Sunday, April 19, 2026

Sunday Music Treat

Franz List as you wish you could hear his music played . . . by Bugs Bunny (and a friend). Enjoy!

 


 

Friday, April 17, 2026

Friday's "Forgotten" Books - Miss Pink at the Edge of the World

Gwen Moffat, born in Brighton, Sussex in 1924 (and who turned 99 this month!), became the first professional female mountain guide in the UK. Her travels in the field provided settings for her crime novels set in the Alps, the Rockies and deserts of the U.S., and the Scottish Highlands and Hebrides. She has thrown that same pioneering gusto into her research in the past, working cattle on a Montana ranch for her novel Grizzly Trail or living in a house in the Mojave Desert for Last Chance Country.

In addition to her thirty-five novels, travel books and her autobiography, Space Below My Feet, Moffat has written short stories, such as the Holmes pastiche "The Adventure in Border County: Holmes and Watson visit Cumberland at Xmas." She's also been a broadcaster and written article for newspapers on mountain climbing, travel and camping, as well as crime fiction reviews for Shots Magazine.

Moffat's first-hand experiences with mountain climbing are at put to obvious use in her novel Miss Pink at the Edge of the World. On a Scottish stack (i.e., a column of rock isolated from a shore by the action of waves) called the Old Man of Scamadale, two climbers die rather mysteriously. One of them, Trevor Stark, is a famous and much-hated TV celebrity who was scouting the area for a program, complete with boats and helicopters, against the wishes of the local laird (landowner) who avoided publicity and wanted to keep tourists away. The local police believe the deaths were accidents until the laird and his fellow climbers convince the police the two men were murdered—and promptly become the prime suspects since they alone had the expertise to pull off the crime.

Moffat got the idea for the plot from a conversation she overheard at Kyleakin Inn on Skye, overlooking Loch Alsh, where someone exclaimed, "The Killers is in!", showing a sharp grasp of ideas and their possibilities which the author also embued in her primary protagonist, Miss Melinda Pink. Miss Pink is politically incorrect, but at the same time feels herself drawn into cases of injustice and abuse, from trafficking in endangered species, to incest, to IRA terrorists. She's a middle-aged writer-magistrate-sleuth, a woman of  "imposing presence" who also possesses keen skills of observation and perceptions of human nature and life:

As she undressed she reflected that cannabis had similar effects to alcohol:  it was an intoxicant which prompted its dependents to unburden themselves. She wondered if the girl would regret her loquacity in the morning, but then there would be another cigarette to dull uneasy memories...She didn't think that it was a curious coincidence to find tragedy in a remote Highland inn; she was the kind of person people needed to talk to, and she knew only too well that horror was not a matter of place but of people.

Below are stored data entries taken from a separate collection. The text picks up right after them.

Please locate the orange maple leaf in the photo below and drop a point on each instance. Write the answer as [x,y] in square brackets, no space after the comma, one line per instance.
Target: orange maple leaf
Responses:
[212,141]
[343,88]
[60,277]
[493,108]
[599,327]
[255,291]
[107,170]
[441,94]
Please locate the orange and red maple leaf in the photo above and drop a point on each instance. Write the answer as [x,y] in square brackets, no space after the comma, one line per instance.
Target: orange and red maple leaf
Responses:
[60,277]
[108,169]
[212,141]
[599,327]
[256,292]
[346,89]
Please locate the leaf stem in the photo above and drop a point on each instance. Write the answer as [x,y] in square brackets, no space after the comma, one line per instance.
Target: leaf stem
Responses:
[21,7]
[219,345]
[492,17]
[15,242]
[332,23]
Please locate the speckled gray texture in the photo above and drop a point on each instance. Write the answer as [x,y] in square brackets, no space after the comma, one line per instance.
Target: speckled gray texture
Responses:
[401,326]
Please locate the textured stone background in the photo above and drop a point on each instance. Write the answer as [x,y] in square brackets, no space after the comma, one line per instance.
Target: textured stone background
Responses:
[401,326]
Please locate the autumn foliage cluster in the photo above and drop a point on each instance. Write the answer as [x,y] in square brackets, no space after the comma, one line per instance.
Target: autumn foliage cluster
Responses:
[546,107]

Moffat is at her best with her descriptions of the solitary and atmospheric landscapes, as in this scene:

Westwards, she saw the bay that was called Calava demarcated by splendid headlands jutting into the pale and shining sea. The northern point was several hundred feet high, that to the south was dwarfed by another behind it which matched the neighbor across the bay. She stared in an enchantment that had nothing to do with climbing; she could admire a cliff for its lines unassociated with the quality of the rock. There were skerries and rocky islands, and in that brilliant but silent world the seascape had an air of unreality. It was like the coastline of Valhalla.

The author currently lives in the Lake District of the UK and doesn't write much these days. Her most recent novel was Gone Feral in 2007, although many others are out of print, including Miss Pink at the Edge of the World, last reprinted by the Black Dagger series in 1975.